The poor enforcement of the facilities-leasing regulations in the Electronic Communications Act delays the progress of services competition and benefits the incumbents, adds Treasury. Open access conditions (which are central to DCDT policy) should be imposed to minimise unnecessary duplication of infrastructure and to bring about services-based competition.
It believes that effective economic regulation is essential for constraining incumbents and enabling the DCDT to meet its goals.
The Independent Communications Authority of South Africa (ICASA) has admitted to being a weak regulator, which has benefitted incumbents, it notes.
However, it adds, the success of mobile termination regulation hints at ICASA’s potential. Stronger powers of enforcement need to be ensured.
The DCDT, as part of its 2013 SA Connect broadband strategy, intends to roll out fibre to schools, hospitals and other government institutions across the country.
In 2016, says Treasury, the department issued a tender for phase one of the rollout, but there were no bidders that were able to meet the specific tender requirements.
The department is in the process of rationalising state-owned companies in the telecommunications sector and has indicated it seeks to establish a new infrastructure company.
In the meantime, there are indications that state-owned companies in the telecoms space will be tasked with government’s broadband rollout.

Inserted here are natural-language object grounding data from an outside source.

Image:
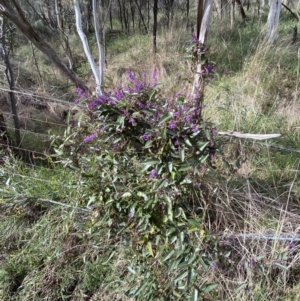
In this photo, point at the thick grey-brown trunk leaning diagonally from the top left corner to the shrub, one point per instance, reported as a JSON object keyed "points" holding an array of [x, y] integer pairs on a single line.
{"points": [[12, 11]]}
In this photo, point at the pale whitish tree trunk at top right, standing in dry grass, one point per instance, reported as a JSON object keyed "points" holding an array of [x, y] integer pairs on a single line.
{"points": [[273, 20]]}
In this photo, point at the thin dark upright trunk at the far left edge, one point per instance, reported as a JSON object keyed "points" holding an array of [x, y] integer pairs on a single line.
{"points": [[11, 82]]}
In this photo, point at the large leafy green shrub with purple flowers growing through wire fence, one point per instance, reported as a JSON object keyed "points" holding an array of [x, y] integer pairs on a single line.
{"points": [[143, 161]]}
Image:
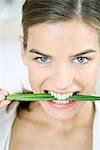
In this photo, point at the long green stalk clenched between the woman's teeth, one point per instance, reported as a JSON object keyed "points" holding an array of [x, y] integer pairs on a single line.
{"points": [[47, 97]]}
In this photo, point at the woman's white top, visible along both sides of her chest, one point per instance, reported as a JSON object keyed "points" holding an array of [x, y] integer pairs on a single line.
{"points": [[7, 119]]}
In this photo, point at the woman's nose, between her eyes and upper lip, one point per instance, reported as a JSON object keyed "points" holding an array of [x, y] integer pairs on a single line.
{"points": [[63, 77]]}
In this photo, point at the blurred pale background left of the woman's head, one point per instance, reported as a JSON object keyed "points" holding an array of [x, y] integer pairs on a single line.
{"points": [[13, 73]]}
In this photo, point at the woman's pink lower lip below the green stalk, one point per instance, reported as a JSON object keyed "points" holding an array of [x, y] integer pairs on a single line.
{"points": [[61, 106]]}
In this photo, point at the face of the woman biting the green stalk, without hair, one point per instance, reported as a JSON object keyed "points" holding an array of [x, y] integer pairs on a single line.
{"points": [[62, 58]]}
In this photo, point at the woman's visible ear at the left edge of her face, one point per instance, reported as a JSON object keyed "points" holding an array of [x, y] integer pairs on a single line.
{"points": [[23, 50]]}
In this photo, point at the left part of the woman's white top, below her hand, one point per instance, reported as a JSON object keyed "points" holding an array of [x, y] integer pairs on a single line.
{"points": [[6, 122]]}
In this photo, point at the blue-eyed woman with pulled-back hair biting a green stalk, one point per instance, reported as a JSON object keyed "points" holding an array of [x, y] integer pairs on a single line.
{"points": [[61, 49]]}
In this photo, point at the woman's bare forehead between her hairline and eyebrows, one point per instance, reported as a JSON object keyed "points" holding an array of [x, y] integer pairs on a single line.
{"points": [[72, 34]]}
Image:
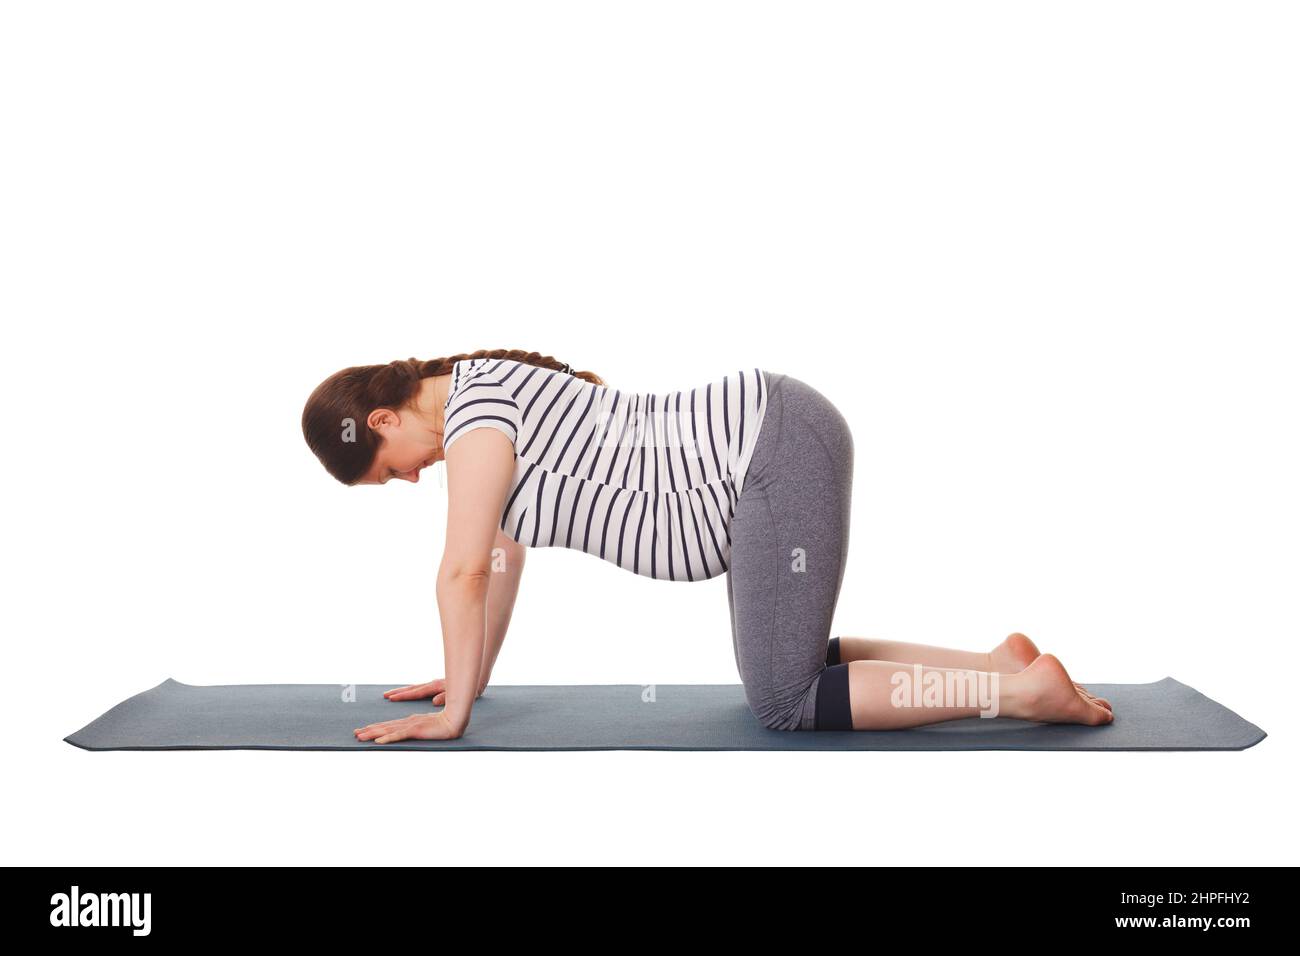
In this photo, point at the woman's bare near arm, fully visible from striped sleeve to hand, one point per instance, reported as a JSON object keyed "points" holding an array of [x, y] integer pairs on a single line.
{"points": [[480, 468]]}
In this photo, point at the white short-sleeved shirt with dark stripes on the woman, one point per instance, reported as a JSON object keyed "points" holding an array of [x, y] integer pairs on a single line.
{"points": [[645, 481]]}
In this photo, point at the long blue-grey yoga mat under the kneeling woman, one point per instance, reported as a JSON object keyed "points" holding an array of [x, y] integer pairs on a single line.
{"points": [[1160, 716]]}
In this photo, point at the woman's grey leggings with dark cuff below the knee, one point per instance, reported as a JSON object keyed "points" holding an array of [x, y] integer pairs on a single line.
{"points": [[790, 546]]}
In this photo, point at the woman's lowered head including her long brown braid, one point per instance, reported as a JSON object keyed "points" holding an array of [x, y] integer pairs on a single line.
{"points": [[370, 423]]}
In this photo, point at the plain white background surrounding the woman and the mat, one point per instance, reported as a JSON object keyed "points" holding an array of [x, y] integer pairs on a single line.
{"points": [[1043, 257]]}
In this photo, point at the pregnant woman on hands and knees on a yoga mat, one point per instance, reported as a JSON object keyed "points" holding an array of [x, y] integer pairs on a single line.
{"points": [[748, 475]]}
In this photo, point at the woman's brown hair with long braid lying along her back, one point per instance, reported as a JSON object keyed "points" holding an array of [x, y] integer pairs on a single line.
{"points": [[336, 413]]}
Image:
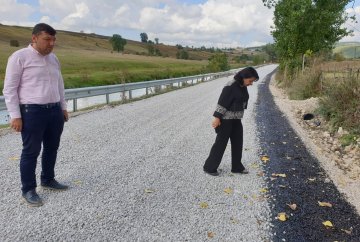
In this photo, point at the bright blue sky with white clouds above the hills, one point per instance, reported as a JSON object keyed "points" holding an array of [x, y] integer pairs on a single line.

However, the private sector’s proven capability in broadband infrastructure development could also be leveraged, through conditions attached to spectrum licences, to speed up the process and reduce the burden on the fiscus, says Treasury.
Digital migration delays
National Treasury is of the view that the delay in digital migration and the spectrum allocation process is the single biggest constraint on the growth of the telecommunications sector and is a bottleneck for broader economic growth.
“Spectrum is a scarce and finite resource, which when used for broadband, is an enabler for economic activity and development.
“A large proportion of high-demand spectrum will only be available for use for mobile technologies (3G, 4G and even 5G) once the analogue signal has been switched off.
“To date, the digital migration process has been significantly delayed due to the challenges around set-top box procurement, which aims to provide indigent households with set-top boxes for their televisions so that they can receive programming through a digital television signal.”
It notes the Department of Communications has revised the process around its set-top box distribution, due to the legal and budget-related problems experienced to date.
“The latest position is that government will embark on a retail-driven approach, such as giving vouchers to indigent households to buy set-top boxes from commercial providers rather than continuing with a plan to run the project itself.
“Consumers will be able to choose their type of technology and even supplement the vouchers with their own income to buy high-speed devices, including integrated digital TV sets. With spectrum allocation, broadband speeds will improve dramatically and prices will likely fall, which will support growth and improve welfare.”
Spectrum should be allocated through an auction, with provisions for effective rivals, conditions for universal service and access, and a small set-aside for a wholesale open access network (WOAN), says Treasury.
The South African government recently issued the long-awaited policy and policy direction for the licensing of high-demand spectrum, paving the way for WOAN licensing.
In the policy, communications minister Stella Ndabeni-Abrahams directs that a portion of unallocated high-demand spectrum must first be assigned to a network category of licensees, known as WOAN, and the remainder must then be assigned to other eligible licensees.
In addition, says Treasury, broadband should be rolled out to underserved areas enabled through a more competitive telecoms sector and lower data prices.